The Kid Collective spoke with general clinical practitioner, Dr. Hana Patel, on why it’s crucial children play with toys that reflect the world around them: “Toys are essential for many reasons, not just for the pleasure of playing. We introduce babies to lights, sounds and toys from when they’re born to help them develop skills to move their fingers and toes, and as they get older, toys help with their fine and gross motor skills.
“With a sibling or friends, we use toys to teach children social constructs such as sharing, taking turns, and different toys can spark children’s creativity and imagination, encouraging them to read and learn about the world around them – this is really important so that children begin to get an understanding about different ethnicities, disabilities, genders, and cultures.”
Experts at The Kid Collective share that not only will playing with inclusive toys help children gain a better understanding of the world around them, but it will also help them identify with themselves.
For parents looking for toys representing visible differences, ethnicities, and disabilities, introducing dolls that showcase conditions like down syndrome or promote race equality is instrumental for children to learn about empathy, tolerance, and acceptance. Children who wear glasses or hearing implants would benefit greatly from playing with dolls which showcase these aids. For example, Pine, the Miniland baby doll who wears a hearing implant, is the perfect toy for SEL (Social Emotional Learning) to enhance social abilities and creativity by free playing in the classroom or at home.
Mattel has only recently launched the first Barbie doll with hearing aids, which suggests there’s still a long way to go in brands offering a broad range of inclusive toys.
Children are internalising the world’s diversity by playing with inclusive toys like this. Some children may not have friends or know people from diverse backgrounds, and playing with inclusive and diverse toys will help bridge this gap by providing parents with a tool to talk about diversity positively. Playing with toys that encourage open-ended play is also a great way to encourage imagination and creativity while building on social awareness.
Dr. Hana adds: “For parents to provide cultural and social context when introducing inclusive toys to their child toy collection, a good idea would be to incorporate the toys into a social setting where children may see this particular example of diversity or ethnicity. For example, using dress-up or introducing the context using books, stories, TV, or film would help children understand what it means by representation and also how they themselves fit into the world around them.
“I think parents and those in educational settings should introduce toys like this right from the start; it shouldn’t be something that parents actively think about. There should be inclusive toys in nurseries, stay and play settings, and it should be part of the range of toys in any toy shop.”
If inclusive toys, such as skin tone pencils, were previously accessible to children, this could have made a real difference to a whole generation of children, their view of the world and themselves. Unfortunately, children that are now adults missed out on having access to toys like this, which is why The Kid Collective are passionate about ensuring this generation of children and those that follow are exposed to a diverse range of play options.
The Kid Collective spoke to Emma Carney based in London. In 1982, Emma’s mum and dad bought her and her sister a black baby doll called Sarah, and Emma shares how she believes having access to an inclusive toy like this had a positive impact on her attitudes towards others: “Both me and my sister had her (Sarah) as our doll growing up and we never once really thought about it to be honest. What I did notice was how both I and my sister always had a very wide and diverse group of friends. I found it very normal as a 5, 6, 7 year old to go up to groups of non-white children and just be best friends -like instantly grab their hands and say, “we’re best friend now!”. I’ve since read articles saying introducing diverse toys as a child helps a child Identify with people who are different to them, and I am inclined to agree.”

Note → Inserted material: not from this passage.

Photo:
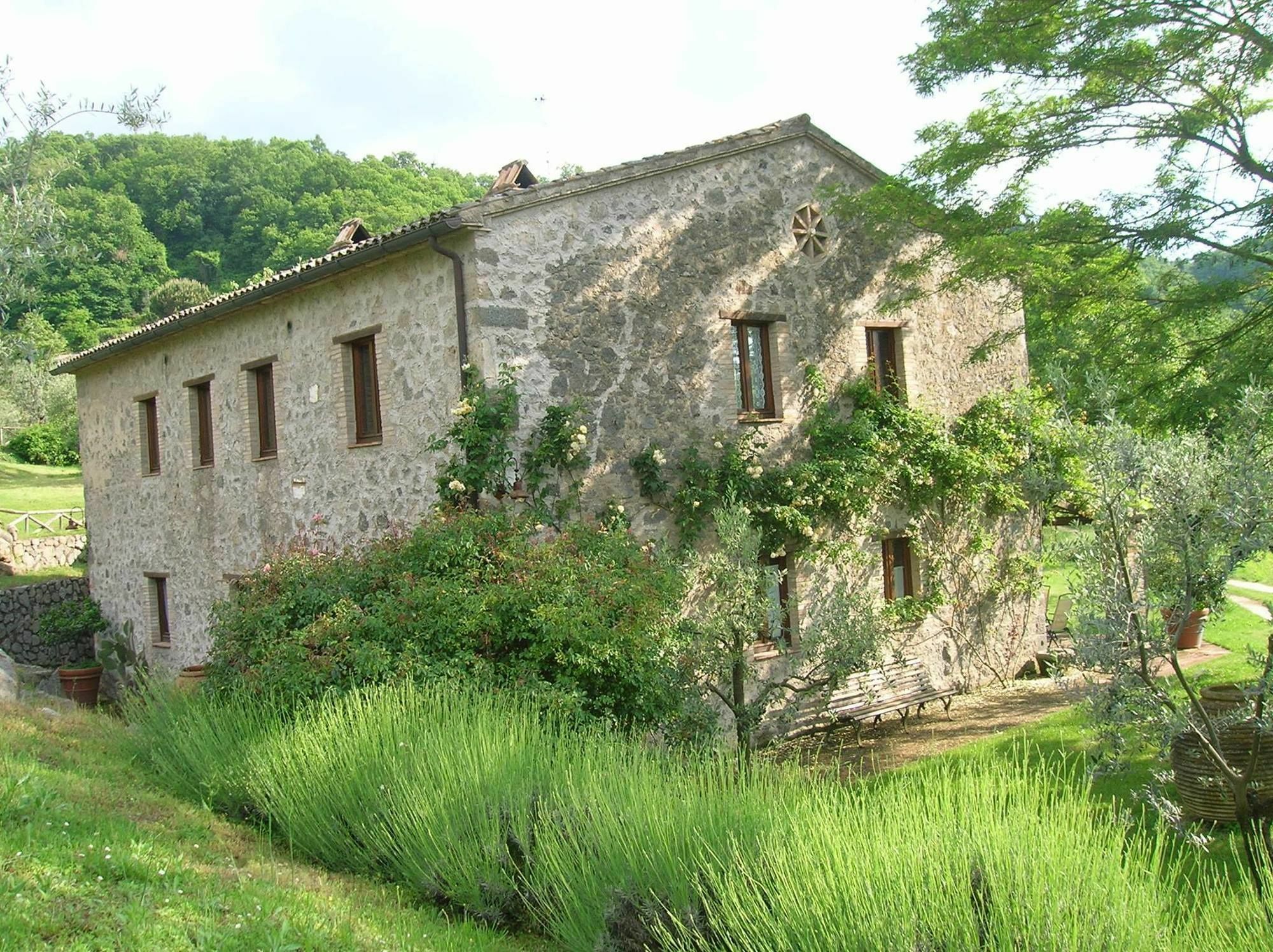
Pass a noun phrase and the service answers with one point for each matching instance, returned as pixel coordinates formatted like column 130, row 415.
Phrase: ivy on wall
column 865, row 450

Founder of The Kid Collective, Laura Davies, summarises: “It’s really disheartening that at one point, inclusive and diverse toys couldn’t be found on toy store shelves, and that children had to make do with toys that they couldn’t identify with. I can’t imagine the impact this will have had on their confidence, mental health, and ultimately, their view on what people thought of them.

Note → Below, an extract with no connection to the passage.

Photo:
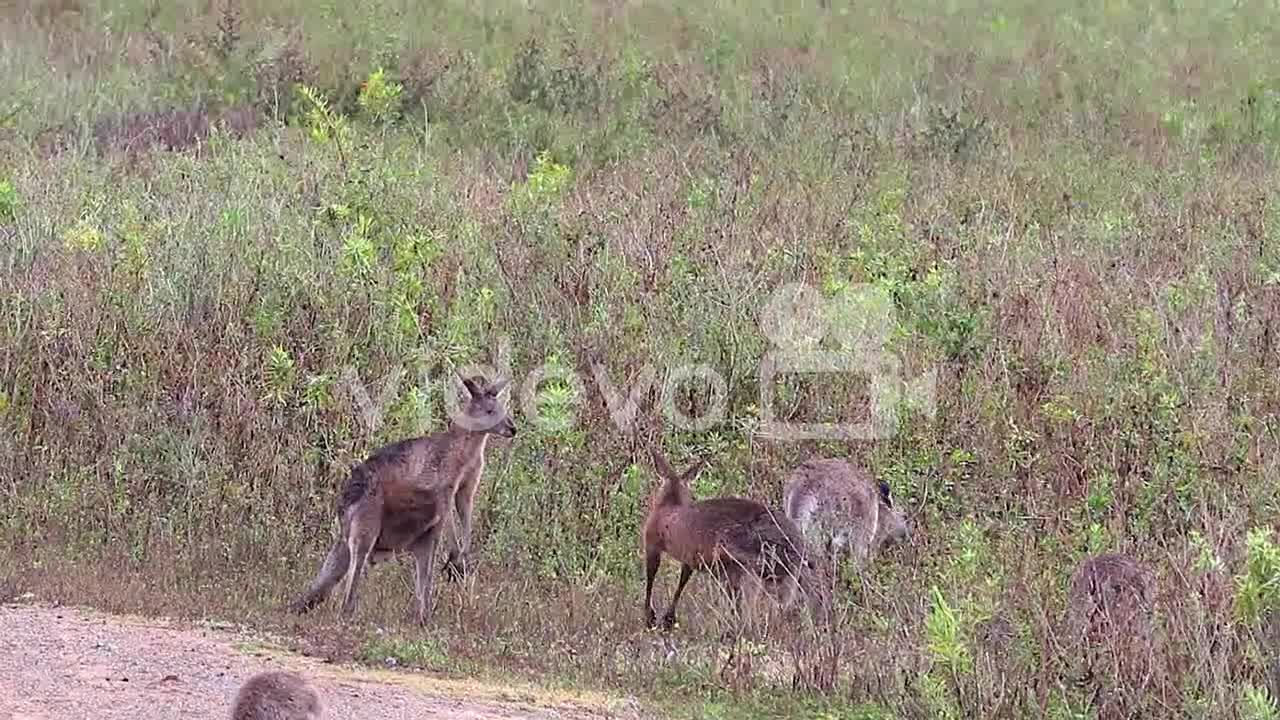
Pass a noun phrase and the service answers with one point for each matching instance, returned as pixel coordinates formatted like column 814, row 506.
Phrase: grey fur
column 400, row 497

“In today’s society, it’s great to see more toy brands manufacturing toys with visible differences, and we’re so proud to stock such a wide range of inclusive toys; from dolls that wear hearing aids and glasses, to crayons that allow children to draw representative pictures of themselves and their family.

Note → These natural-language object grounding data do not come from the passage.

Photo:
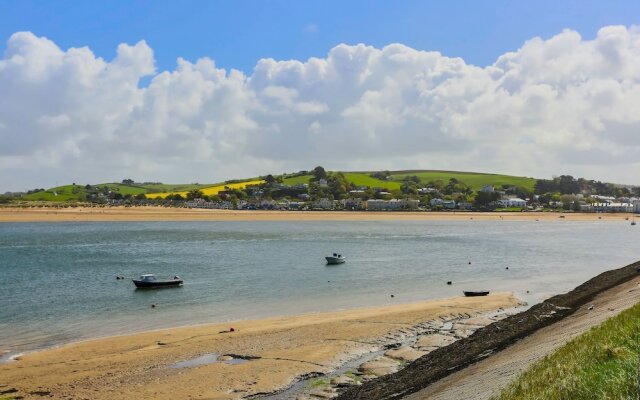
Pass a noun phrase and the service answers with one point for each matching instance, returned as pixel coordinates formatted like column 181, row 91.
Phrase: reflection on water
column 59, row 279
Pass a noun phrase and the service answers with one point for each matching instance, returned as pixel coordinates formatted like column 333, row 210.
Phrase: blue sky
column 238, row 33
column 83, row 99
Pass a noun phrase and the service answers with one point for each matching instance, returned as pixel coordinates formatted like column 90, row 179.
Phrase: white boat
column 335, row 259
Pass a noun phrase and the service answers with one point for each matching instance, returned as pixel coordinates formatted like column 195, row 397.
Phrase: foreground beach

“However, the regular searches for “toys that look like me” just proves that many children’s toy brands are falling down in offering this as an option, and with the festive season just around the corner, I’m hoping we see brands combating this by launching more inclusive toys with their ranges. We’re always looking for diverse toys to add to our product selection, and we’re passionate about ensuring our toys represent every child, their ethnicity, disability, gender, and culture.”